Provisions of the proposed Part 5 update that are expected to have the most impact on GA operators, Carr said, include requiring companies to have a code of ethics and a confidential employee reporting system; changed definitions of words such as “hazard,” to more closely align with International Civil Aviation Organization (ICAO) definitions; and requiring operators to maintain descriptions of the products and services provided by their companies as well as by interfacing persons and companies such as FBOs that contribute to the overall safety of products and services.
The NPRM also represents a “fascinating intersection” of two major issues facing Part 135 operators—SMS and Part 135 flight and duty time requirements, “something the industry and the FAA have been struggling to address for about the last 30 years, unsuccessfully at this point,” Carr said. “The FAA has asked us, the industry and the public, to comment on whether we feel flight and duty time can be effectively managed through an SMS,” he advised. “[It’s] an interesting question, one that I think takes us to a program that many folks know of as a fatigue risk management system, which is a safety- and data-driven process for managing fatigue.
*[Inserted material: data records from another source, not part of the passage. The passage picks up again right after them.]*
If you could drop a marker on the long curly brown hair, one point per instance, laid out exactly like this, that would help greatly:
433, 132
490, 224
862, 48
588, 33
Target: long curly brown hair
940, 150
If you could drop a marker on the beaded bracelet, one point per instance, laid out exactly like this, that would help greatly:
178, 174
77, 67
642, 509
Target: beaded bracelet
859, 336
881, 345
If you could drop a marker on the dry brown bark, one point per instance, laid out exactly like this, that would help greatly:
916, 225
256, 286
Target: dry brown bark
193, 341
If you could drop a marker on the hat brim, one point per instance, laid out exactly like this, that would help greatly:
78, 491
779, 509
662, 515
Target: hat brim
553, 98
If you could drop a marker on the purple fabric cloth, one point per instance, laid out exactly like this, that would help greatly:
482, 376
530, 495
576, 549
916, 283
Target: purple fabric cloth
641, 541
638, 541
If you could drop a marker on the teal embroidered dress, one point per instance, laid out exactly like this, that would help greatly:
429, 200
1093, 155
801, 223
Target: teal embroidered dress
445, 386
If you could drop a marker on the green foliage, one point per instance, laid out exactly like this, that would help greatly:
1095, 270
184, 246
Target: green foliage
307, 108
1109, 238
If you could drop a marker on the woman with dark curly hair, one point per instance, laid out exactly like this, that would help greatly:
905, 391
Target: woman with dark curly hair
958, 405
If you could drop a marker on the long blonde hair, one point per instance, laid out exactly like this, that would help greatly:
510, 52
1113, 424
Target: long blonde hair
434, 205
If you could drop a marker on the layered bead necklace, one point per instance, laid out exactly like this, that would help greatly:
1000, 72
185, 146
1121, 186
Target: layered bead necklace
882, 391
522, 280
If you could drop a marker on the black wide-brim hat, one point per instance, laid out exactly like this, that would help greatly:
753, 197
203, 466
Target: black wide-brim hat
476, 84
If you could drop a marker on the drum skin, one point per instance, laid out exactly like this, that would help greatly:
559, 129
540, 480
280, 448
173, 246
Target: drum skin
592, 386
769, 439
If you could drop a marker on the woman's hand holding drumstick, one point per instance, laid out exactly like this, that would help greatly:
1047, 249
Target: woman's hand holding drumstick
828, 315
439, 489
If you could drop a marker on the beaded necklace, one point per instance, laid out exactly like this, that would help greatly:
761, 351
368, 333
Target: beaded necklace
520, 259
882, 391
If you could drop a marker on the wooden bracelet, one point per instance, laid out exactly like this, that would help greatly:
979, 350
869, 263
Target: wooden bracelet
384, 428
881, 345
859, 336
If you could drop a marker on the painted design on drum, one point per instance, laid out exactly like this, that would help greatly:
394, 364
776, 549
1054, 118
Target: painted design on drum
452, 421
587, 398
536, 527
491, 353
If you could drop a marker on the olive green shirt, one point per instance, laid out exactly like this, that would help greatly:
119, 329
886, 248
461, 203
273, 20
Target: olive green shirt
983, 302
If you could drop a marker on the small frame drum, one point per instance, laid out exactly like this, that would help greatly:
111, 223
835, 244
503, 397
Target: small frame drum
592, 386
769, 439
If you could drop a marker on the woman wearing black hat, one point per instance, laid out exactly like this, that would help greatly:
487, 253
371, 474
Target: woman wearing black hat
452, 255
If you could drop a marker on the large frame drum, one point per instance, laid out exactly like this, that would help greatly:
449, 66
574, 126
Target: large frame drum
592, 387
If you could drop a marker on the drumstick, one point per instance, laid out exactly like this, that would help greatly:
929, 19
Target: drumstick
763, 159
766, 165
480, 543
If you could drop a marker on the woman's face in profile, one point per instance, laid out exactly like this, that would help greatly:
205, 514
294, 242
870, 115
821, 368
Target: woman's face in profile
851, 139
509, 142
It’s unclear where we may end up on this.”
IS-BAO Voluntary Standard
W. Ashley Smith Jr., president and operations director of Part 135 air medical provider Jet Logistics, said the company he founded in 2002 adopted the safety-centric International Standard for Business Aircraft Operations (IS-BAO) voluntary standard when it planned to start flying to Bermuda, which required an internationally recognized SMS. The Johns Island, South Carolina-based company operates a fleet of 16 Citation, Lear and Hawker jets for patient and donor organ transport.
During the question period, Smith asked: “Why could [the FAA] not look at IS-BAO as a deemed status? In states that require medical licensure for the business that I’m in, if you’re an accredited body, you don’t have to prove that you meet the requirements of the state because you’ve proven it to an independent third-party auditor. If you’ve done that in the case of IS-BAO, you’ve proven that you have an acceptable SMS. And that’s a little bit more scalable than Part 5.”
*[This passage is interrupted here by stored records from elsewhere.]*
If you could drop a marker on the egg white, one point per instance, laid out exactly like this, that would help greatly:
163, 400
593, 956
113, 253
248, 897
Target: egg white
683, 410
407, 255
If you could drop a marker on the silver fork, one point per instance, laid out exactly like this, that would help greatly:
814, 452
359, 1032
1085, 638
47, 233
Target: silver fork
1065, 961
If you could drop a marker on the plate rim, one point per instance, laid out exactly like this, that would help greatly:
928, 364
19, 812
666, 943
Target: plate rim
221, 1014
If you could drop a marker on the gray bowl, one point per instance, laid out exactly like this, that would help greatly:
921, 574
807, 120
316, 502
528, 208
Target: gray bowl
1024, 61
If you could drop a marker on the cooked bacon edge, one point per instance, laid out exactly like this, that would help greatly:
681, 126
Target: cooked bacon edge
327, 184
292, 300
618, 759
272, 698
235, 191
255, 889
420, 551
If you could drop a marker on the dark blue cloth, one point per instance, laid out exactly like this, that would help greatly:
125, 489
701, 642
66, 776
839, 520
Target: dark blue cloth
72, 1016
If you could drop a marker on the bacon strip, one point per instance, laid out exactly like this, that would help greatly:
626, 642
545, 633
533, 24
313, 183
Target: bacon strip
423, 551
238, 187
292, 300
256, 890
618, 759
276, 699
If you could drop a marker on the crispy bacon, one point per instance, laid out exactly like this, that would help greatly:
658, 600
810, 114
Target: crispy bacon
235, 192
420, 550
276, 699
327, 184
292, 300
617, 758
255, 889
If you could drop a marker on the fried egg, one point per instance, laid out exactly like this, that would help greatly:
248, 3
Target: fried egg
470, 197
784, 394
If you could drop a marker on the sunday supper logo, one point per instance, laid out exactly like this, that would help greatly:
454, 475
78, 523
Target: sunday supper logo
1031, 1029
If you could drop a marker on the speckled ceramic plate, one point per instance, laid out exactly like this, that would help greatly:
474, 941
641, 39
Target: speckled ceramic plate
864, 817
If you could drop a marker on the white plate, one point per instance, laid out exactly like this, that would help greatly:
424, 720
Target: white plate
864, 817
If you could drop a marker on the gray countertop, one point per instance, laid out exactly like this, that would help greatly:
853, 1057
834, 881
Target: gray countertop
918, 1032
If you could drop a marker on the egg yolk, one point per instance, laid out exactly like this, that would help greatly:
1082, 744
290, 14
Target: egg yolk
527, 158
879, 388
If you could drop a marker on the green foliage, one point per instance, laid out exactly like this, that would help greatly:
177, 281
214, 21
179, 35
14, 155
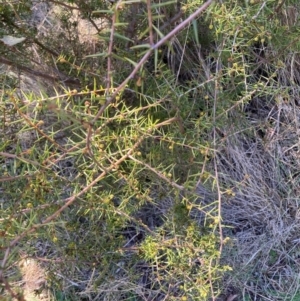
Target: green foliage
121, 185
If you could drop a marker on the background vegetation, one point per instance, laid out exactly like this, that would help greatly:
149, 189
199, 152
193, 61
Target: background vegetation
148, 158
Speaking later with BCA, Smith said Jet Logistics started implementing an SMS through the FAA’s voluntary program but abandoned the effort after finding that it was detracting from the IS-BAO process, which involves three progressive stages of maturity.
“What concerns me is that the FAA will do one of two things,” Smith said. “They will either just simply make Part 5 applicable to us, which would make it complicated and overly burdensome, or they would try to mirror something like their voluntary program, which is also complicated and overly burdensome. That’s why I talk about, is there a way we could sell them on IS-BAO because a lot of industry has already embraced it and already started down that path. So, you would have a lot faster implementation. The problem is that the FAA does not like to outsource things.”
Carr said NBAA had sought an extension of 30-60 days to the comment period for the FAA’s SMS proposed rule to gather more information from operators to help craft the new regulation.
“A very significant portion” of the 1,907 Part 135 operators the FAA estimates would be affected by the regulation have one pilot and one airplane, and most of those are small piston-powered aircraft, Carr said. By percentage, the majority of those operators are based in Alaska. The FAA has also questioned in the NPRM if smaller operators should be included; it estimates there are 694 operators flying under Part 91.147.
“When we’re thinking through this, the scale of the operator that I’m trying to understand is the smallest of the small, the one-person, one-aircraft operator who is either doing an air tour or maybe delivering mail up in Alaska,” Carr said. “How is this going to look for them? Not that it can’t [succeed] but what does it look like?”